Il y a une vigilance particulière pour que le métier de diplomate soit exercé par des professionnels reconnus
Enfin, il y a le souci d’obtenir la garantie que ceux qui ont choisi par vocation le ministère des Affaires étrangères, issus de l’INSP, du concours d’Orient ou de celui de secrétaire des Affaires étrangères, pourront, à l’issue de leurs mobilités extérieures, faire leur carrière pour l’essentiel au ministère de l’Europe et des Affaires étrangères. En effet, on ne s’improvise pas ambassadeur. Une carrière de diplomate se construit : il est indispensable pour le Quai d’Orsay d’avoir des cadres supérieurs qui ont le temps d’acquérir progressivement une véritable expérience et expertise du métier diplomatique.
Ainsi, ces états généraux sont sans doute une opportunité, avec des enjeux majeurs, pour l’avenir de notre diplomatie. Il est probable qu’un consensus puisse se faire sur les défis de notre politique étrangère et le rôle du ministère, encore convient il que les grandes orientations de notre politique étrangère soient bien formulées et confirmées par le président. En revanche, les débats sur le métier diplomatique et ses conditions d’accès seront plus difficiles, avec l’objectif de préserver les intérêts de la France sur le long terme.
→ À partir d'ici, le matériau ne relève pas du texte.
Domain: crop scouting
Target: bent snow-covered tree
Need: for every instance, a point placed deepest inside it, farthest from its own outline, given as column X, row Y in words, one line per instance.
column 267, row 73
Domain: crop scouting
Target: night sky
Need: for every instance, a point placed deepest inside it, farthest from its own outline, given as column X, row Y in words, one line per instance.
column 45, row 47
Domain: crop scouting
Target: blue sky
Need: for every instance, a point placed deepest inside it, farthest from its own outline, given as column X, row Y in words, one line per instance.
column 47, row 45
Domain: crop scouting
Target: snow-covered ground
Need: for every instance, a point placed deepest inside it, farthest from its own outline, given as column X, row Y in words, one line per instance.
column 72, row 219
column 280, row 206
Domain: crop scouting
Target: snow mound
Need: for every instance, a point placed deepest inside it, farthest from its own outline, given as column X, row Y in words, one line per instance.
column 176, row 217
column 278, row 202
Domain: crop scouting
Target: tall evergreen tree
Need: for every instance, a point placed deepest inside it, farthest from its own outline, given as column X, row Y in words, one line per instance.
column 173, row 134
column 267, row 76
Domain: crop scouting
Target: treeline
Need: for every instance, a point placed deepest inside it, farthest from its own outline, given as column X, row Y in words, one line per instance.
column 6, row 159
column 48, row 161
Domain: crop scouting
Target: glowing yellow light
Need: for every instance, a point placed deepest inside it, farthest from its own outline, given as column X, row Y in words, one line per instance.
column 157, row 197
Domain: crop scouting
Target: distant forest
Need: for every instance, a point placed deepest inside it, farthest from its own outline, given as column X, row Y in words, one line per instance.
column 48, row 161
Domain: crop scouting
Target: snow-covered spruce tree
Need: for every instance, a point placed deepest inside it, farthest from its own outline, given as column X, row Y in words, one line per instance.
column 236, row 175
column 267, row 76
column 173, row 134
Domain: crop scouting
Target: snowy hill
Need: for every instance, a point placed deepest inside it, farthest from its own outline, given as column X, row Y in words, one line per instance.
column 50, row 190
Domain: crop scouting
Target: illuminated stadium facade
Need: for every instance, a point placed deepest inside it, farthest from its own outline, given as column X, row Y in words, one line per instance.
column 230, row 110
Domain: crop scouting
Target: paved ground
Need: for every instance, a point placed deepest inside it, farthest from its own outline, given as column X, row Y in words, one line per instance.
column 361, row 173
Il est impératif que la « fluidité », qui est un des principes de base de la réforme de la haute fonction publique, et l’affirmation du « professionnalisme » diplomatique soient conciliables. Si ces états généraux ne débouchent pas sur des résultats tangibles et des moyens accrus, cet exercice risque de susciter frustration, désaffection à l’égard de ce métier exigeant et persistance d’un malaise profond chez les diplomates. C’est l’avenir même de notre politique étrangère et de sa crédibilité qui est en jeu.